Recent home victories against Louisville, Purdue and Indiana helped propel the No. 7 Buckeyes (18-2, 3-0) toward their nearly 10-year home win streak, as well as their pursuit of an eighth-straight Big Ten championship.
Both losses suffered by the Scarlet and Gray during the 2013 campaign – then-No. 15 Texas A&M and No. 1 Virginia – have come while playing on the road.
Coach Ty Tucker said away matches during the spring are unpredictable because of the constantly changing weather.
“The tricky thing about Big Ten tennis and on-the-road matches is that you never know what weather you’re going to get. When you get to a place, you have to make sure that you practice on their indoor courts and their outdoor courts.
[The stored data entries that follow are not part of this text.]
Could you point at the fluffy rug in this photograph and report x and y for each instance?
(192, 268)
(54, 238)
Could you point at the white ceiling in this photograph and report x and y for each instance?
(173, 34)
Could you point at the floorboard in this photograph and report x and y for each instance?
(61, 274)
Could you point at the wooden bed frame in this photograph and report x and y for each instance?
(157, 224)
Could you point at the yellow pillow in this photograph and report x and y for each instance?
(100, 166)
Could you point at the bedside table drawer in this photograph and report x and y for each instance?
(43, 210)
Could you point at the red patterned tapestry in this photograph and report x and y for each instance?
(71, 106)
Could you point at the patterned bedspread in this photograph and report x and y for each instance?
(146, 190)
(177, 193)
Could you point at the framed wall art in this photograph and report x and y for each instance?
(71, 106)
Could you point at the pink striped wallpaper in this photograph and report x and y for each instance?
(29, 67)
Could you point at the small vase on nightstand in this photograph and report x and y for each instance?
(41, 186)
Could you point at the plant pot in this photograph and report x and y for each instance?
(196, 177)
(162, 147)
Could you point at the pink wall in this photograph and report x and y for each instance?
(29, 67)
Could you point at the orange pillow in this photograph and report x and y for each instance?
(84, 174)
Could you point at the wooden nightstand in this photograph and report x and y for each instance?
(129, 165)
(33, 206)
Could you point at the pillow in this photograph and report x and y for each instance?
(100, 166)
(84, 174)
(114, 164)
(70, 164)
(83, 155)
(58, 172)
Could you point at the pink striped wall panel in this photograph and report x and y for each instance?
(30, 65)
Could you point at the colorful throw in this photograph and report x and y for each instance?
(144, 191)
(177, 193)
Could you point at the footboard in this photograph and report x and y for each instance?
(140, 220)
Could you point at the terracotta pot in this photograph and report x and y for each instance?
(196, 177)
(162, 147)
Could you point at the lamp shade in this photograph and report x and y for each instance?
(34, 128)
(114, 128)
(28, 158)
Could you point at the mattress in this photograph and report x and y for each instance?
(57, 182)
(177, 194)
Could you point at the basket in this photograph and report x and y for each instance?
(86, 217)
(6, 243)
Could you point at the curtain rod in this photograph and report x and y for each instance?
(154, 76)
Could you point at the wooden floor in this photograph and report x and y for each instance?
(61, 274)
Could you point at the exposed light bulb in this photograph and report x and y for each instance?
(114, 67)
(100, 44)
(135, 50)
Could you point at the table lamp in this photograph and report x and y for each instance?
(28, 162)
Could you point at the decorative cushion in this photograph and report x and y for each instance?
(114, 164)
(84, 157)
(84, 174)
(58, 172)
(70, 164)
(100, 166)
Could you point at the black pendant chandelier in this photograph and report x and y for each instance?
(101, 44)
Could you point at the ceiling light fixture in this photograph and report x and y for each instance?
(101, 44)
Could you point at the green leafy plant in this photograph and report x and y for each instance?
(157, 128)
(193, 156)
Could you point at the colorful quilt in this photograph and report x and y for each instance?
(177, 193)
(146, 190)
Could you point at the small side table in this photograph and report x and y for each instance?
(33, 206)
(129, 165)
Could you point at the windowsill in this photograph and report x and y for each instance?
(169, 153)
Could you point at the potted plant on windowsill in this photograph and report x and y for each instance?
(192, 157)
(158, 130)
After traveling, and flying, and changing planes, guys aren’t really looking forward to four hours of practice,” Tucker said. “It’s challenging to the guys … one day it’s 60 degrees and the next day it’s snowing in the Big Ten.”
The Buckeyes’ match against Nebraska (8-7, 0-2) will be the third time OSU has faced off against the Cornhuskers since Nebraska joined the Big Ten in 2011. OSU won both matches against Nebraska in 2012. However, the match Friday will mark the first time the Buckeyes have traveled to Lincoln, Neb., as part of their conference schedule.
“We know that (Nebraska) has a difficult indoor tennis center, and if (the match) is outdoors, we know that it’s usually a very windy condition. In tennis, high winds is a pretty darn good equalizer,” Tucker said. “The most important thing that we do is make some first serves, stay disciplined and keep the feet moving.”
Redshirt senior Devin McCarthy said he is looking forward to visiting Nebraska for his first time as a Buckeye.
“I’m excited. I’ve obviously played at the other (Big Ten) schools four or five times, and it will be fun to see a new school, new facility and check out the campus a little bit,” he said.
After the scheduled match against Nebraska, OSU is slated to travel to Iowa City, Iowa, to face the Hawkeyes on Sunday. Steve Houghton, the coach of the Hawkeyes (7-7, 0-2), is the longest-tenured active coach in Big Ten men’s tennis, currently serving his 31st season with Iowa. The Buckeyes shut out Iowa, 7-0, in Columbus in 2012.
“When I was playing in the Big Ten, Steve Houghton was the coach at that time. (He is) a class individual and you always have a good match, but it’s always much rougher at Iowa,” Tucker said.
Tucker said he is confident in his team’s ability to perform on the road because leadership from OSU’s two seniors, Connor Smith and McCarthy, has been strong on and off the court.
“One of our goals is for seniors to have their best years. To see these guys stepping up their senior year and putting the wins on the board and doing it convincingly is what we always hope will happen with the seniors … Connor and Devin have done a tremendous job,” Tucker said.
Smith, who is ranked No. 43 nationally, said the team’s high performance level is because of a focus on team play rather than individual play.
“In tennis, it’s a very individual sport, so it’s easy to get caught up in the individual ranking and trying to get individual accolades and all that. I think we care more, personally, about each guy on the team and how the team does than any personal rankings. We would rather be ranked one as a team,” Smith said.
The match against Nebraska on Friday is scheduled to begin at 4 p.m. in Lincoln, Neb.